Mais, lors de son audition devant les sénateurs de la commission des Affaires étrangères et des forces armées, le général Jean-Pierre Bosser, le chef d’état-major de l’armée de Terre (CEMAT), a mis en lumière un « paradoxe auquel nous devons prendre garde ».
« En effet, a-t-il expliqué, c’est le capital d’expérience constitué en opération qui permet de compenser, pour le moment, des insuffisances de ressources destinées à l’instruction et à l’entraînement. »
La Loi de programmation militaire (LPM) 2014-2019 a fixé comme objectifs 90 jours de préparation opérationnelle (JPO) et 180 heures de vol, hors simulation, pour les pilotes d’hélicoptère de l’Aviation légère de l’armée de Terre (ALAT).
Or, comme l’a indiqué le CEMAT, ces niveaux « ne sont pas atteints ». Par exemple, les troupes aéroportées ne sont plus en mesure d’effecturer leurs 6 sauts annuels, ce qui est le minimum requis. « Concrètement, ces insuffisances se traduisent par des renoncements en termes de capacités opérationnelles », a-t-il déploré.
S’agissant des pilotes de l’ALAT, la solution a été de les diviser en 3 catégories pour remédier au nombre insuffisant d’heures de vol. Ainsi, il existe désormais un « premier cercle » (60 % des équipages), à qui l’on donne les moyens de s’entraîner correctement afin qu’ils puissent être immédiatement opérationnels.
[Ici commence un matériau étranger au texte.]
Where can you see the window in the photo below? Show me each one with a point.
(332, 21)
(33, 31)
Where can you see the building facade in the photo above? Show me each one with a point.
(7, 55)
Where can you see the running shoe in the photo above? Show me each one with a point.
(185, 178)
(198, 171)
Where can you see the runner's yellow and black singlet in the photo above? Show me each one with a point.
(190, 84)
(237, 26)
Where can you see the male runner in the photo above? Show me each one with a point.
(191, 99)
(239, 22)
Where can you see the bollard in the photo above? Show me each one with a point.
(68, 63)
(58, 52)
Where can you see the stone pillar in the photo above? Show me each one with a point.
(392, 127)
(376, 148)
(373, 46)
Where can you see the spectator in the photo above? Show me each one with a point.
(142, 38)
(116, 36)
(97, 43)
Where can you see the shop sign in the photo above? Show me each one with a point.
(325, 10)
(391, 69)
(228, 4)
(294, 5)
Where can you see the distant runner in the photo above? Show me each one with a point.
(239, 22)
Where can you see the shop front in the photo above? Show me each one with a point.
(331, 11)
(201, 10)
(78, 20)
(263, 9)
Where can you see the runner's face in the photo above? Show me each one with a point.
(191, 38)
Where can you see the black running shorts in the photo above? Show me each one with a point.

Quant à ceux relégués aux 2e et 3e rangs, ils auront besoin d’une remise à niveau de 6 mois à 1 an pour être aptes à être engagés en mission opérationnelle.
Outre le nombre de jours insuffisants de préparation opérationnelle, les moyens pour les entraînements font aussi défaut. « Environ 25 % de nos unités s’entraînent dans nos centres de préparation sur des structures incomplètes, avec des matériels manquants ou des capacités qui ne sont pas totalement réalisées, dégradant donc la qualité de leur préparation opérationnelle », a expliqué le général Bosser. « Il s’agit d’un enjeu capital puisqu’au combat le niveau d’entraînement du soldat participe autant que son casque et que son gilet de protection à sa sauvegarde », a-t-il conclu.